First and foremost is the fact that City of Memphis was facing a crisis in its finances – largely to the tendency of the previous mayors to push out the tough decisions and the troubling realities into the lap of the new mayor – while strangely, there was never a discussion on reforming the PILOT program which prevents $80 million a year from being deposited into city and county coffers.

Strangely Silent

It’s not like this is anything new.  It is nothing short of incredible that reform of the PILOT program is treated as the third rail of local politics.  Legislators become mute and the beneficiaries of the government largesse reward politicians with praise and campaign contributions.

And it is taken to the point that legislators don’t even do the fundamentals, like asking for options of PILOTs that waive only 55% of property taxes rather than 75%, approve PILOTs on a declining scale like Philadelphia (100% first year, 90% second year, 80% third year, etc.).

It’s easy to forget watching the legislators’ determination to protect the tax incentives to large corporations and influential developers for large apartment complexes that it is the legislators who have the power from state law to reduce taxes but have delegated it to the various tax abatement boards in our community. 

But it’s not just bond ratings, fund balances, and PILOT reform that fail to spark legislators’ inquisitiveness.  There’s also hidden bonded indebtedness off the books that is held from city agencies.

For example, the City of Memphis debt is about $810 million but the debt hidden in other agencies is more than $1 billion.  There’s the Center City Revenue Finance Corporation, Defense Depot Development Corporation, EDGE, TDZ, Airport Authority, Memphis Light, Gas & Water, Sports Authority, and others.  

Taxes + Fees = Burden

Apparently, the attitude of legislators is out of sight, out of mind.  They never ask about off-the-books debt and what amount of it is might be backed by city and county governments.

Meanwhile, legislators treat fees – as if city legislators did recently with a 100% increase, or $30, in city wheel taxes for passenger vehicles and a 40% increase, or $12, in solid waste fees – as if fees are isolated from the tax burden on Memphians. 

The truth is that the property tax rate isn’t what matters most.  It’s actually the tax burden – the total of all property taxes and fees.
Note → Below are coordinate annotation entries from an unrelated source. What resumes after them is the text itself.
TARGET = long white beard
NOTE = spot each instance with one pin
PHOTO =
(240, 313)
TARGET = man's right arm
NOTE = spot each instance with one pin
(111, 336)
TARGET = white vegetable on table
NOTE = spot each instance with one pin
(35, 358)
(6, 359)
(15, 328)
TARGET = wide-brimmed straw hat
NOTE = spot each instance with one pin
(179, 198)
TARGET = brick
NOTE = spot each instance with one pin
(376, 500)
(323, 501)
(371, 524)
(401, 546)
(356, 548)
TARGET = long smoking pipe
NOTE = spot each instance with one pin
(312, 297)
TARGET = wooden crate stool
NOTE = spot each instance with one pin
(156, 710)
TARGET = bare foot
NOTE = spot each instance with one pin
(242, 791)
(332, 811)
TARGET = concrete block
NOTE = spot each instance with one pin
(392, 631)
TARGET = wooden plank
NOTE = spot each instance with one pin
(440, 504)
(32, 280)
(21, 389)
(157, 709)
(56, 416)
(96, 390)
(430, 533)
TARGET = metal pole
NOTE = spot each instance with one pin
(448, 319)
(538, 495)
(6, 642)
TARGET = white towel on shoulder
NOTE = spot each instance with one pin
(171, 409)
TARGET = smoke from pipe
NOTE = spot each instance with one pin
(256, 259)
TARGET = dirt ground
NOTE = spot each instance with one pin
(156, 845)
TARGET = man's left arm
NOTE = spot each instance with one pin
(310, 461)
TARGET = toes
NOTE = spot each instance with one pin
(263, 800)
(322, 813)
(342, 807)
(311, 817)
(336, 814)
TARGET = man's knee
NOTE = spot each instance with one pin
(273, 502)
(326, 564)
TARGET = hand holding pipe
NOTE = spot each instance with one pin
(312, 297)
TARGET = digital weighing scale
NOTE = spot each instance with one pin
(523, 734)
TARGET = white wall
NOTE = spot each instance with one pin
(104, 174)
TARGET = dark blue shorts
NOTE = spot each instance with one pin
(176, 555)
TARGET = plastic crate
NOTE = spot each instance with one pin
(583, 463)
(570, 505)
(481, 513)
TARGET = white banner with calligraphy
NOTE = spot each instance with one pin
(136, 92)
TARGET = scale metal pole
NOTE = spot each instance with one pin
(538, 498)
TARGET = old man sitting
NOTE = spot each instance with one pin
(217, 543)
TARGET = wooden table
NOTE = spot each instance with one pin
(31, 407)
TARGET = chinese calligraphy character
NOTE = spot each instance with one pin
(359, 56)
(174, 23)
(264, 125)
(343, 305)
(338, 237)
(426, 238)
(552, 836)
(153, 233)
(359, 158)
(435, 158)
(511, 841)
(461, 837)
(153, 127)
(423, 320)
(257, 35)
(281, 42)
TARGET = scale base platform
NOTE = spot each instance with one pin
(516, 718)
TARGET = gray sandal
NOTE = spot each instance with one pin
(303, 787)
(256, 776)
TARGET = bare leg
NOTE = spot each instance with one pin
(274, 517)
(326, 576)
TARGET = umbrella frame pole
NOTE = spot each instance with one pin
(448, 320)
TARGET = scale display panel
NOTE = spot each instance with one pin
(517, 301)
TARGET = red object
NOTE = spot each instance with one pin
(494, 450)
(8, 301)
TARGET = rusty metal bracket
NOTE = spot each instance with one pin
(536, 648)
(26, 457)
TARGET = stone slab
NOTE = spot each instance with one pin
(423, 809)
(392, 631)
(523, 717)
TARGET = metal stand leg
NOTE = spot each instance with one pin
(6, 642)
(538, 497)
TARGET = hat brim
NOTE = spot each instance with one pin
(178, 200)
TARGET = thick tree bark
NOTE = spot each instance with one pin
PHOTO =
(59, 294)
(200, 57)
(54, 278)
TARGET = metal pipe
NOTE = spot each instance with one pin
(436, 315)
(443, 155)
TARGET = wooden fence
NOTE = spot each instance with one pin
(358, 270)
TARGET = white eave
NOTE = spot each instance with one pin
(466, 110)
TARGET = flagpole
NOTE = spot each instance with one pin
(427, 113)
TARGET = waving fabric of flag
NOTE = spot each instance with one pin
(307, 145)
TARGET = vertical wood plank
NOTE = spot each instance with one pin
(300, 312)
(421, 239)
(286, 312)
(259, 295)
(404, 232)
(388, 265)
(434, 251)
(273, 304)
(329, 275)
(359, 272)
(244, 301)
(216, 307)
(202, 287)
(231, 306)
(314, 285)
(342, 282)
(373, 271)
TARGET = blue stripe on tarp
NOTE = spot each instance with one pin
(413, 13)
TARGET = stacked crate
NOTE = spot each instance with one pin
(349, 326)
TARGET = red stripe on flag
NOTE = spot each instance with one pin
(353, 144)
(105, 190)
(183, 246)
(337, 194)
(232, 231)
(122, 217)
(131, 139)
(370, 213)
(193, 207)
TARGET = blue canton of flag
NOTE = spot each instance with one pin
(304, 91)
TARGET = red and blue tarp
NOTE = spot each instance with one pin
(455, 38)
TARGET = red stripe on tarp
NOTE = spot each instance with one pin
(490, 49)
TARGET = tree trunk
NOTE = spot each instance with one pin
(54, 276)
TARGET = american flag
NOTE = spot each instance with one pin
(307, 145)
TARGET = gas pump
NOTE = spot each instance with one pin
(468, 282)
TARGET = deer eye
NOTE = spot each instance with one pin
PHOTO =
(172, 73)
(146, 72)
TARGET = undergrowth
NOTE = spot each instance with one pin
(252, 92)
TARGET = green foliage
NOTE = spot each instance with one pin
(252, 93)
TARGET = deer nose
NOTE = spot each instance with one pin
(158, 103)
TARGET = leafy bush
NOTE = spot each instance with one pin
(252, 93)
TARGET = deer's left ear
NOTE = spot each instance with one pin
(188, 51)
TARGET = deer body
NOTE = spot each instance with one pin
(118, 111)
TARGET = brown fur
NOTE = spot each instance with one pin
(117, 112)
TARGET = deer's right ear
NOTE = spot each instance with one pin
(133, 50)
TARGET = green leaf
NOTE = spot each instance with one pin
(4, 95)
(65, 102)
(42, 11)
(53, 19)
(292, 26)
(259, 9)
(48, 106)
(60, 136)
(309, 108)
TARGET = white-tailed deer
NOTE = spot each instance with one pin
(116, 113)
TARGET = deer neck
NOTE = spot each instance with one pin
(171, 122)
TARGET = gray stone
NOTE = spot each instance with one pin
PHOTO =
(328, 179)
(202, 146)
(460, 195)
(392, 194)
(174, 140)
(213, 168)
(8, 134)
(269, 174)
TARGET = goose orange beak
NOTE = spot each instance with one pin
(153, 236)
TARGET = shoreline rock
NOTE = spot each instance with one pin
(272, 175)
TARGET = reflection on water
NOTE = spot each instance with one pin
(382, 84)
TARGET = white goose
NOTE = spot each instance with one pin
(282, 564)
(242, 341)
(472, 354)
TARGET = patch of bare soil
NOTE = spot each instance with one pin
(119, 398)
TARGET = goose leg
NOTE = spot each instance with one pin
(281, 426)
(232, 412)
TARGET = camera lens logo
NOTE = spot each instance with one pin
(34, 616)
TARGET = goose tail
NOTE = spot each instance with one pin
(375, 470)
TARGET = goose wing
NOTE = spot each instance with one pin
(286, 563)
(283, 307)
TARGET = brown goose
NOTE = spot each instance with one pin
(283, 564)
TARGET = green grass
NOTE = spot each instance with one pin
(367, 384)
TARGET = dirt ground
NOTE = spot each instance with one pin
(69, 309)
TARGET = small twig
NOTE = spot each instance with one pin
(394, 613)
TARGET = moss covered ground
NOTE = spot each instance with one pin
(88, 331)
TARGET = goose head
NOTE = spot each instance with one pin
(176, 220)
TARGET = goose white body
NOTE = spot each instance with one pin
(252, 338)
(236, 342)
Today, all the various City of Memphis fees are equivalent to more than 40 cents in the property tax rates.   In other words, while the city property rate increased 49 cents, or 18.2%, to $3.20, it’s an incomplete measure for taxpayers, because the effective tax rate, the tax burden, is more than $3.60.

In the interest of complete transparency, it would be revolutionary – and praiseworthy – if City of Memphis would calculate the effective tax burden for Memphis taxpayers.